When you click on that link, it will take you to a search results page based on that question, and in this case, “What is the SEO in marketing?”.
When you click on that link, the search results page doesn’t have ads at the top nor videos. It starts with the answer to the question, and then as you scroll down, other articles are based on that topic.
Depending on the topic, it could still have videos and ads at the top of the page. The great thing is that at the bottom of that page are more questions you can use. Pro Tip: click back in the search bar, and you will see other topics that use the phrase “What is the SEO in marketing?”.
Those will have another set of results and additional questions. Now you repeat this process for your other services. The idea is to have enough topics for an entire year of content. When you are ready to write, all you have to do is open the spreadsheet and pick a topic.
Just sitting down and writing something is perfectly fine. My recommendation for starting with content creation is to implement a little bit of strategy with your writing. Going back to Google’s algorithm, even though you write about a topic and follow the first two steps, there is no guarantee that it will rank on the first page of results. If you plan to appear on the first page, you have to strategize your approach.
First, you need to write more than 300 words. It is preferable to write more than 1000 words. You need to use the phrase you are optimizing for in the title, the article’s text, and it’s a bonus if you can use it in a subheading.
Speaking of subheadings, you should break up the text with subheadings. A good rule of thumb is every 300 words or so. Think of your article in the form of an outline. The subtitles are the Roman numerals, and if you can break up the text more, use “a,” “b,” etc. Word and Google Docs can assign heading and subheading tags to your document. You know you are organizing the article right if you convert it to an outline, and it still makes sense. The reason you want to do this is Google likes organized, easy-to-read content. Dividing your text into small chunks not only wins favor with Google, but your reader will be more inclined to read it.
As far as the content, remember that writing strictly for SEO doesn’t make for an interesting article. You are still writing for your audience. That doesn’t mean you can’t sprinkle in a little bit of SEO along the way. Typically, you want to include the phrase you are optimizing for one or two times per 300 words. There are tools out there that can help you with optimizing your text. One is by SEMRush called SEO Writing Assistant. This one is a bit pricey, but it does a great job of giving you tips and suggestions based on the phrase or question you are optimizing. Another tool, if you are using WordPress for your website, is a plugin called Yoast. Yoast has a free version that will analyze your article and make recommendations. Both are very useful if you aim to rank highly in the search.

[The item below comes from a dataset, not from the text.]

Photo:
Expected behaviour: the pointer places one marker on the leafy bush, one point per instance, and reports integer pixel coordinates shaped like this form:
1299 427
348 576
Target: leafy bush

Ultimately, with creating this content, you want to show your knowledge on a subject. I usually recommend writing for the topic first and then go back and update the article for SEO. I find it hard to do both at the same time. For example, I wrote this article on a Friday, then on Monday, I went back to it, proofread it, and adjusted it according to the SEO recommendations from Yoast. Perhaps, you are reading it now because you found it when you were searching. If you are then, I guess it worked.
My goal was to get you started with creating content for your blog or social media. You can use these same steps for video creation or podcasts or whatever material you dream up. I find the hardest thing is figuring out what to write. Hopefully, I have given you some easy steps to getting started with content creation. Now you need to get going, do some research, and start writing.